2.b. Values: Configuring the SLURM cluster
Add:
sssd:
secretName: sssd-secret
munge:
secretName: munge-secret
jwt:
secretName: slurm-secret
slurmConfig:
clusterName: <FILL ME: cluster-name>
compute:
srunPortRangeStart: 60001
srunPortRangeEnd: 63000
debug: debug5
accounting: |
AccountingStorageType=accounting_storage/slurmdbd
AccountingStorageHost=slurm-cluster-<FILL ME: cluster name>.slurm-cluster.svc.cluster.local
AccountingStoragePort=6819
AccountingStorageTRES=gres/gpu
controller:
parameters: enable_configless
debug: debug5
defaultResourcesAllocation: |
# Change accordingly
DefCpuPerGPU=4
DefMemPerCpu=7000
nodes: |
# Change accordingly
NodeName=cn[1-12] CPUs=32 Boards=1 SocketsPerBoard=1 CoresPerSocket=16 ThreadsPerCore=2 RealMemory=128473 Gres=gpu:4
partitions: |
# Change accordingly
PartitionName=main Nodes=cn[1-12] Default=YES MaxTime=INFINITE State=UP OverSubscribe=NO TRESBillingWeights="CPU=2.6,Mem=0.25G,GRES/gpu=24.0"
gres: |
# Change accordingly
NodeName=cn[1-12] File=/dev/nvidia[0-3] AutoDetect=nvml
# Extra slurm.conf configuration
extra: |
LaunchParameters=enable_nss_slurm
DebugFlags=Script,Gang,SelectType
TCPTimeout=5
# MPI stacks running over Infiniband or OmniPath require the ability to allocate more
# locked memory than the default limit. Unfortunately, user processes on login nodes
# may have a small memory limit (check it by ulimit -a) which by default are propagated
# into Slurm jobs and hence cause fabric errors for MPI.
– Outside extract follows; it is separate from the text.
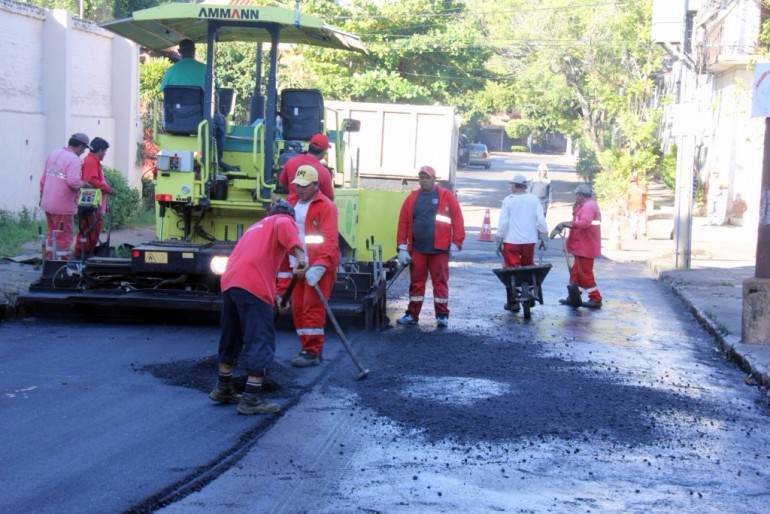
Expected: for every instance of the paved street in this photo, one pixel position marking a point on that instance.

PropagateResourceLimitsExcept=MEMLOCK
ProctrackType=proctrack/cgroup
TaskPlugin=task/cgroup
SwitchType=switch/none
MpiDefault=pmix_v2
ReturnToService=2
GresTypes=gpu
PreemptType=preempt/qos
PreemptMode=REQUEUE
PreemptExemptTime=-1
Prolog=/etc/slurm/prolog.d/*
Epilog=/etc/slurm/epilog.d/*
# Federation
FederationParameters=fed_display
3. Slurm DB Deployment
3.a. Secrets
Assuming you have deployed LDAP and MySQL, we will store the slurmdbd.conf
inside a secret:
- Create a
-secret.yaml.local
file:
apiVersion: v1
kind: Secret
metadata:
name: slurmdbd-conf-secret
namespace: slurm-cluster
type: Opaque
stringData:
slurmdbd.conf: |
# See https://slurm.schedmd.com/slurmdbd.conf.html
### Main
DbdHost=slurm-cluster-<FILL ME: cluster name>-db-0
SlurmUser=slurm
### Logging
DebugLevel=debug5 # optional, defaults to 'info'. Possible values: fatal, error, info, verbose, debug, debug[2-5]
LogFile=/var/log/slurm/slurmdbd.log
PidFile=/var/run/slurmdbd.pid
LogTimeFormat=thread_id
AuthAltTypes=auth/jwt
AuthAltParameters=jwt_key=/var/spool/slurm/jwt_hs256.key
### Database server configuration
StorageType=accounting_storage/mysql
StorageHost=<FILL ME>
StorageUser=<FILL ME>
StoragePass=<FILL ME>
Replace the <FILL ME>
according to your existing configuration.
- Seal the secret:
cfctl kubeseal
- Apply the SealedSecret:
kubectl apply -f argo/slurm-cluster/secrets/slurmdbd-conf-sealed-secret.yaml
3.b. Values: Enable SLURM DB
Edit the elm/slurm-cluster/values-<cluster name>.yaml
values
Let's add the values to deploy a SLURM DB.
db:
enabled: true
config:
secretName: slurmdbd-conf-secret
If you are using LDAPS and the CA is private:
db:
enabled: true
config:
secretName: slurmdbd-conf-secret
command: ['sh', '-c', 'update-ca-trust && /init']
volumeMounts:
- name: ca-cert
mountPath: /etc/pki/ca-trust/source/anchors/example.com.ca.pem
subPath: example.com.ca.pem
volumes:
- name: ca-cert
secret:
secretName: local-ca-secret
local-ca-secret
is a Secret containing example.com.ca.pem
.
You can already deploy it:
git add .
git commit -m "Added SLURM DB values"
git push
# This is optional if the application is already deployed.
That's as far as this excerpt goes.